Ebenfalls dazu gehören die Modernisierung und Elektrifizierung des städtischen Fuhrparks sowie der Ausbau des Parkleitsystems und der Park+Ride-Plätze verbunden mit einer Marketing-Offensive.
Auch der Ausbau der Ladeinfrastruktur durch das Projekt „NOX-Block“ ist Bestandteil. Dabei werden bis zu 400 Ladepunkte für E-Autos in Straßenlaternen eingebaut.

Radverkehr fördern

Ein zentraler Punkt zur NO2-Reduzierung ist die Förderung des Radverkehrs. Der Anteil soll bis zum Jahr 2030 von jetzt rund 10 auf 20 Prozent steigen. Dafür werden zusätzliche Planer für die Planung und den Bau von Radwegen eingestellt und die Investitionen dafür erhöht. Um den Bau des Radschnellwegs Ruhr zu beschleunigen, hat Dortmund die Planungshoheit übernommen und eine weitere Stelle geschaffen.
Beschleunigt wird die Schaffung von 21 weiteren Bewohnerparkzonen im Cityrandbereich, mindestens drei neue Zonen pro Jahr sollen ab 2021 realisiert werden. Für 2020 stehen zwei Zonen vor der Realisierung. Mit enthalten im Katalog sind auch Aktionen des Mobilitätsmanagements für Unternehmen sowie an Schulen und KiTas.

Dieselbusse nachrüsten

Die DSW21-Busflotte liefert einen weiteren Baustein: In fünf Jahren konnten die Stickstoffdioxidemissionen der Busflotte bereits um 52 Prozent gesenkt werden. Weitere Investitionen sind geplant oder angeschoben: Die aktuell verbesserten Bedingungen für Fördermittel des Bundes zur Hardware-Nachrüstung bei Dieselfahrzeugen wird dazu führen, dass die DSW21 sowie die Stadt alle förderfähigen Fahrzeuge nachrüsten wird. Zudem bereitet DSW21 den Einstieg in die Beschaffung von E-Bussen vor.
Mit dem Bau der Nordspange auf dem ehemaligen Gelände der Westfalenhütte und der Verlängerung der Stadtbahn auf das Gelände will die Stadt außerdem für weniger Verkehrsemissionen sorgen. 
Die Stadtspitze legt Wert darauf, dass aus ihrer Sicht die Nichteinhaltung von Zusagen durch die Autoindustrie der Grund für die Verkehrsmaßnahmen ist. Die Autoindustrie müsse endlich ihrer Pflicht und Verantwortung gerecht werden und so schnell wie möglich die Emissionen der Fahrzeuge reduzieren, insbesondere auch durch Hardware-Nachrüstungen. Auch in diesem Punkt war sich die Stadt Dortmund mit allen Beteiligten im Saal des Oberverwaltungsgerichts einig.
Denn nur wenn die NO2-Messwerte unter den Grenzwert sinken, kann der Vergleichsvertrag eingehalten werden.

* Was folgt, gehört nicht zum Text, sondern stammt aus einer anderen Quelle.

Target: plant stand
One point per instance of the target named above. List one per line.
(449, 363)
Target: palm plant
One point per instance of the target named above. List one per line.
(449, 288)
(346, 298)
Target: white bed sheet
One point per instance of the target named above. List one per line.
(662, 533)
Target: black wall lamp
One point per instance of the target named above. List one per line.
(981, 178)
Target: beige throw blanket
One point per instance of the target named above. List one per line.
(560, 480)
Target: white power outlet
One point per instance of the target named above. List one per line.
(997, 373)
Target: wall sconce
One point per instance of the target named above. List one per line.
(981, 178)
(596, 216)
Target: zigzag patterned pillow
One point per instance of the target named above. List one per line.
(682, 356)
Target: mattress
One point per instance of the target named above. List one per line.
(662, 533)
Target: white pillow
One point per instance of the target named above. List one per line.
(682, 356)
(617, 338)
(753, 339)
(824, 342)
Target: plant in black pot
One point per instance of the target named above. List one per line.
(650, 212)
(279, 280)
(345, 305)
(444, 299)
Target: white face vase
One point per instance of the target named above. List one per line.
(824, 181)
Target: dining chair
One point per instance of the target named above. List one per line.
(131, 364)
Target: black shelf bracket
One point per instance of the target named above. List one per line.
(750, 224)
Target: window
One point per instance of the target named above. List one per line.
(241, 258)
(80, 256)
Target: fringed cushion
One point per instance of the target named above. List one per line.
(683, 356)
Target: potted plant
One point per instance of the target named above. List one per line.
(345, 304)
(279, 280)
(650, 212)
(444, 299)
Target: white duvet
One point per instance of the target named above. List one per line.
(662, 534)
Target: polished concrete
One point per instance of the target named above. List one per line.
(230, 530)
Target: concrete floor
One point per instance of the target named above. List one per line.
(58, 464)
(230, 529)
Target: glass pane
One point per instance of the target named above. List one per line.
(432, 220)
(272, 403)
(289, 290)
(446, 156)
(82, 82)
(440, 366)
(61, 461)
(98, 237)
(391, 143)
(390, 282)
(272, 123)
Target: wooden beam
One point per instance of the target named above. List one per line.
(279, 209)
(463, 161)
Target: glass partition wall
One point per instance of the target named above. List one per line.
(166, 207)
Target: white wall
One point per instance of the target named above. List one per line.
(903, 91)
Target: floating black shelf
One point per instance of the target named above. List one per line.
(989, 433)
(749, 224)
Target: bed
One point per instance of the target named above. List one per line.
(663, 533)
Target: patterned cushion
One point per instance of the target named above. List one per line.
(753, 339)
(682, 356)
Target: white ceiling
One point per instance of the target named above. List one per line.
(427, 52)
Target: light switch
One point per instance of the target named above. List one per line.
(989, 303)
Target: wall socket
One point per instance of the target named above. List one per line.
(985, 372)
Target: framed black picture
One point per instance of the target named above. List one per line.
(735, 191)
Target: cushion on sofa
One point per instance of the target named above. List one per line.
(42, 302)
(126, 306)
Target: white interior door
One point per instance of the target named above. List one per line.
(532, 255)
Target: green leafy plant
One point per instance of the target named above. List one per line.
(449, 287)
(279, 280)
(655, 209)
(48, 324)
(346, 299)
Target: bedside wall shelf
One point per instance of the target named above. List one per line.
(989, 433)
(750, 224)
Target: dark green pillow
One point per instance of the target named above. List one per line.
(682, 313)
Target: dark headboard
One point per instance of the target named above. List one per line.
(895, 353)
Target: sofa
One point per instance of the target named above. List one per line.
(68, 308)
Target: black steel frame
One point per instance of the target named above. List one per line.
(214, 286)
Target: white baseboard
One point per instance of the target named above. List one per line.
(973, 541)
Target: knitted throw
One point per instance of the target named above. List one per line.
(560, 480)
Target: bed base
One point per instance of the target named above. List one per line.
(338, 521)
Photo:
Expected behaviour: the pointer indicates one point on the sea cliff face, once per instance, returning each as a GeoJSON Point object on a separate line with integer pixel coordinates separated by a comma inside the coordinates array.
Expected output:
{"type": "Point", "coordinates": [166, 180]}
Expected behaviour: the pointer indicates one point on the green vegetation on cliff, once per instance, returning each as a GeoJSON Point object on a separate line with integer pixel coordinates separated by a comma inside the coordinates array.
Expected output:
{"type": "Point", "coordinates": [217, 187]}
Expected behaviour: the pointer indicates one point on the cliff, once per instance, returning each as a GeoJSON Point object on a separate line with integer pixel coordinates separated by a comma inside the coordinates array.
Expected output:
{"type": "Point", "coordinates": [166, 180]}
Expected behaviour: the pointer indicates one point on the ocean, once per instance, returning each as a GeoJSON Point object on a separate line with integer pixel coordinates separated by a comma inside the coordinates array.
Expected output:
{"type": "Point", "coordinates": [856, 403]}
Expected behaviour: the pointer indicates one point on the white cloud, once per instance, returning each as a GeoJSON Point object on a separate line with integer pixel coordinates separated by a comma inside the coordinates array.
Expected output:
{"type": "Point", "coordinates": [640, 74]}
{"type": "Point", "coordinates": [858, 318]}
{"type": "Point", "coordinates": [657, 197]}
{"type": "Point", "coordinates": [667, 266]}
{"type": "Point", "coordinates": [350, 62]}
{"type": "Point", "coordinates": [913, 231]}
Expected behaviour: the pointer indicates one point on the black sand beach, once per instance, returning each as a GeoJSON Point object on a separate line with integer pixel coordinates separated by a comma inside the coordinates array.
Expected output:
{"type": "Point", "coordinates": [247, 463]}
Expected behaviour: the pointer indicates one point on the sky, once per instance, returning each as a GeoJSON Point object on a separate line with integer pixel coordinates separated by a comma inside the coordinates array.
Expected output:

"Bitte auf Stadtbahn und Rad umsteigen"

Die Dortmunder Stadtverwaltung bittet daher Autofahrer auf dem Weg in die Stadt um Verständnis.  "Besonders hilfreich ist es, wenn Autofahrer auf die Stadtbahn, den Bus oder das Fahrrad umsteigen", heißt es aus dem Rathaus. „Nutzen Sie die P+R-Plätze, wenn Sie die Anreise nicht vollständig auf Bus, Bahn oder das Rad umstellen können. Wählen Sie alternative Routen und verschonen Sie dabei bitte trotzdem die Wohngebiete, auch in der Innenstadt“ heißt die Empfehlung aus den Abteilungen Klima, Luft und Lärm sowie Mobilitätsplanung.